Kiyohara e Oitsuichi se mantém em uma incrível sincronia nos dois dramas Só você pode ouvir (Kimi ni shika kikoenai) e Feridas (Kizu). Apesar de serem contos do início da carreira de escritor de Otsuichi, conseguem realmente conquistar e comover com sua arte expressiva e detalhada.

Em Só você pode ouvir, acompanhamos a vida bem monótoma de Ryo Aihara, uma das, se não a única de sua escola que não possúi um telefone celular. Tímida e sem amigos, ela quase não é notada pelas colegas, já que não tem um meio de se comunicar e interagir com outros estudantes e não leva jeito pessoalmente.

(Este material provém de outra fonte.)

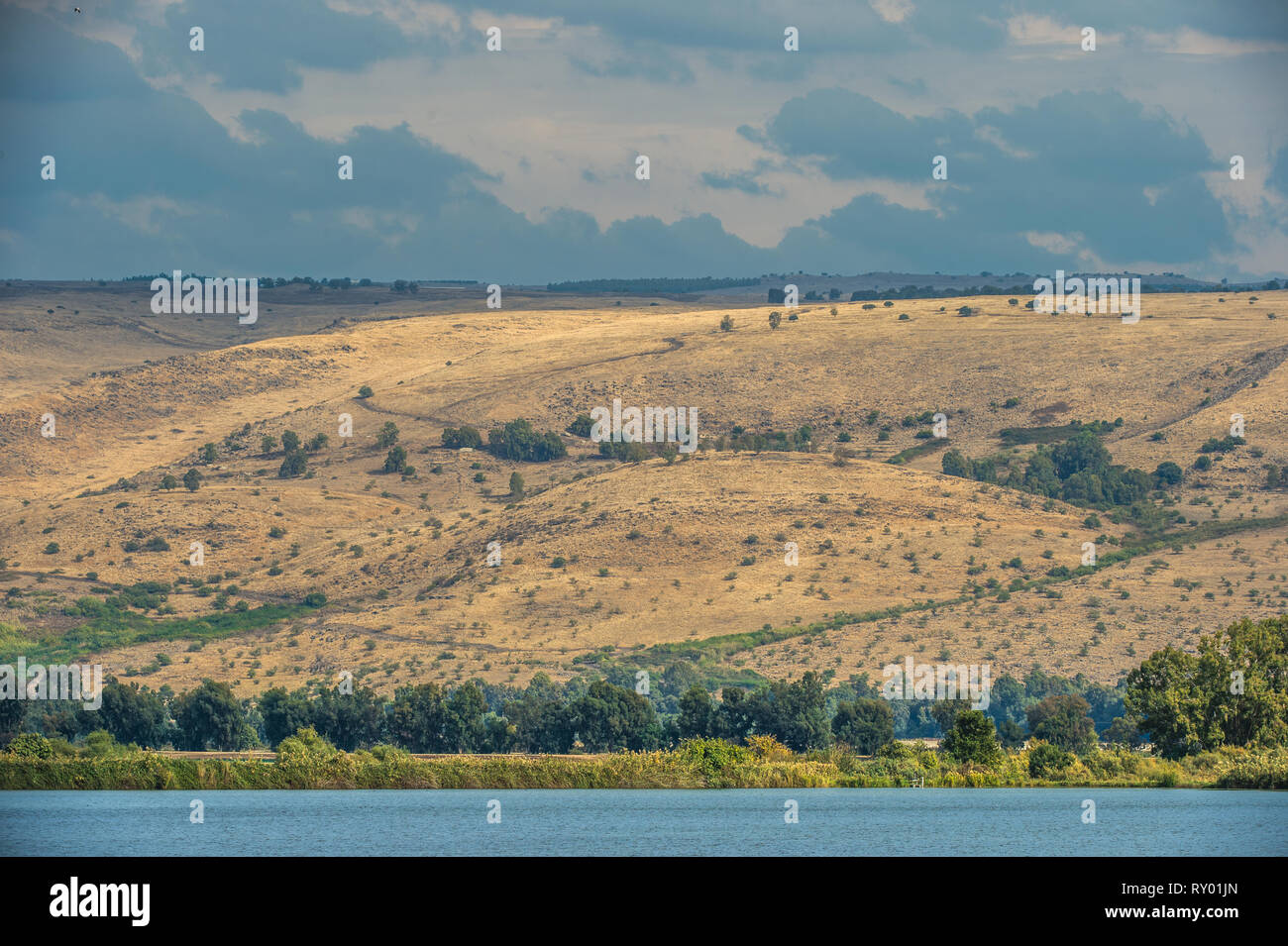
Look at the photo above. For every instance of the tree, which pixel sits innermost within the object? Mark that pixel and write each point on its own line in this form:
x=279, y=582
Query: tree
x=1063, y=721
x=283, y=713
x=945, y=712
x=973, y=739
x=349, y=719
x=609, y=718
x=1124, y=731
x=133, y=714
x=516, y=442
x=211, y=717
x=397, y=460
x=954, y=464
x=698, y=717
x=794, y=713
x=12, y=713
x=864, y=725
x=468, y=437
x=1010, y=734
x=1046, y=760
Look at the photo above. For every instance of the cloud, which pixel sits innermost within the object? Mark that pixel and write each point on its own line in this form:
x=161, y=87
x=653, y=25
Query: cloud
x=250, y=44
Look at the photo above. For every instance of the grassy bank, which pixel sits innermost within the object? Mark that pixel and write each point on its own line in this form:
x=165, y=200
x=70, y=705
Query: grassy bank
x=699, y=764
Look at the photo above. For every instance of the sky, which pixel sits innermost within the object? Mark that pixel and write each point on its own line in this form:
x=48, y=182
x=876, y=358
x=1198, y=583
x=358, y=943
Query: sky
x=520, y=164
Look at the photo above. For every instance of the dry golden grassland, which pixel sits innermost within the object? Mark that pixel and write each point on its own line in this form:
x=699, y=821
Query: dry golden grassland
x=655, y=553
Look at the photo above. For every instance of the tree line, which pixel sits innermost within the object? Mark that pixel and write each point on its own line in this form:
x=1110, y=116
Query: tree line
x=1233, y=691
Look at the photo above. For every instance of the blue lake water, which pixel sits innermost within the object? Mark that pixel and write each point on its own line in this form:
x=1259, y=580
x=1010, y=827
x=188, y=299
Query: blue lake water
x=745, y=821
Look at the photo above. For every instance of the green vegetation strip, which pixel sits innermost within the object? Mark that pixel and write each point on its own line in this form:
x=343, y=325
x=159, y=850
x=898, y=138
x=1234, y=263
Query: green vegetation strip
x=124, y=628
x=697, y=764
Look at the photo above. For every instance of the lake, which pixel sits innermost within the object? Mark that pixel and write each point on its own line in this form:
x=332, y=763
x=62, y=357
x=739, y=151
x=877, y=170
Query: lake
x=742, y=821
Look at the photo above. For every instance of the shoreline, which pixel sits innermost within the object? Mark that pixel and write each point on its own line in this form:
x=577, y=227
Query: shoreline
x=681, y=769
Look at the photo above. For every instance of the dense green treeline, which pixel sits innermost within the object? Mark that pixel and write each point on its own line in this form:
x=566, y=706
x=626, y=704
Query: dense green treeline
x=1232, y=692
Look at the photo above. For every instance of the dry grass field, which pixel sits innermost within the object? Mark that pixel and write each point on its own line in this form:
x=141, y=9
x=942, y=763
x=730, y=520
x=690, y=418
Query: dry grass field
x=653, y=553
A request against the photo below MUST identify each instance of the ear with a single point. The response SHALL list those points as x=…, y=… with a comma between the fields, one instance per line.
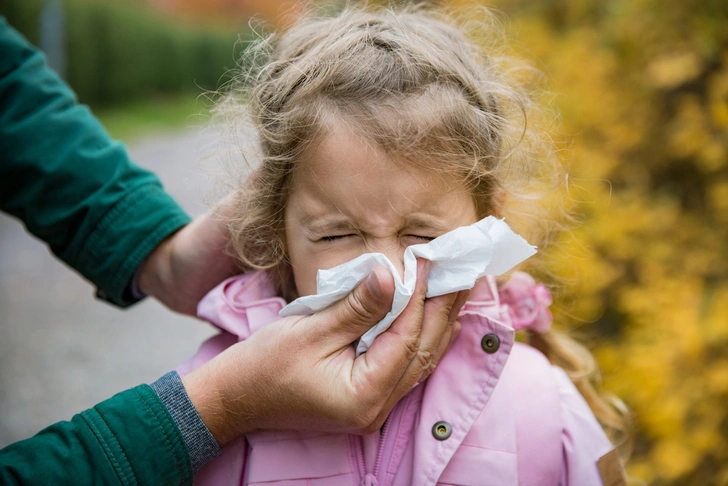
x=499, y=202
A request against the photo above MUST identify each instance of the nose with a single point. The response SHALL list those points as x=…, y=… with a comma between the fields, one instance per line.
x=393, y=251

Ryo passa a imaginar como seria ter seu próprio celular e o mantém em sua mente sempre, até que um dia ela recebe uma chamada misteriosa em seu celular imaginário, conhecendo uma jovem adulta e um rapaz de sua idade chamado Shinya com o mesmo telefone imaginário, podendo se comunicar com eles, se desenrolando em uma bela amizade. Segundo o autor, ele mesmo tem um pouco de vergonha dessa história por ser uma das primeiras que escreveu, porém a arte de Hiro Kiyohara o deixou apaixonado pelos próprios personagens. Mudando um pouco de realidade, em Feridas conhecemos o problemático Keigo, que devido a brigas com outras crianças que zombam de suas cicatrizes, acaba parando na turma de alunos especiais, onde se reúnem crianças de diversas idades com problemas semelhantes de socalização e/ou aprendizado.

Quando ele se familiariza com a classe e se mostra um menino cuidadoso com os menores, um novo aluno chamado Asato é apresentado a turma. Apesar de ser um garoto bonito, Asato era estranhamente mais quieto que os outros e, vendo que isso estava começando a incomodar os adultos, Keigo simpatiza com o novato. No final de uma aula, Keigo acaba se machucando na presença apenas de Asato, que se aproxima pela primeira vez de alguém, tocando o braço ferido de Keigo, passando a ter uma ferida menor, porém com Asato desenvolvendo o mesmo machucado. Logo, ele nota o porque de Asato ser um garoto especial: ele pode tomar para si, a ferida de outras pessoas com apenas contato físico.

Os dois passam a ser mais próximos e ajudar os colegas menores com pequenos machucados, enquanto ainda lidam com seus respectivos lares abusivos, a evolução do poder de Asato e como ele passa a usá-lo mantendo segredo de Keigo. Otsuichi comenta que a ideia surgiu ao ler sem compromisso um livro de uma psicóloga infantil americana e se apaixonar com a forma que ela tratava e contava a história de crianças especiais e devorar todos os livros da autora.

Não são as únicas obras adaptadas de Otsuichi, que inclusive, foram publicadas no Brasil pela JBC dando a oportunidade de adicioná-las a sua estante com 4 páginas iniciais coloridas.

Hiro Kiyohara é uma grande inspiração pra mim e foi ótimo escrever um pouco dessas obras pra vocês.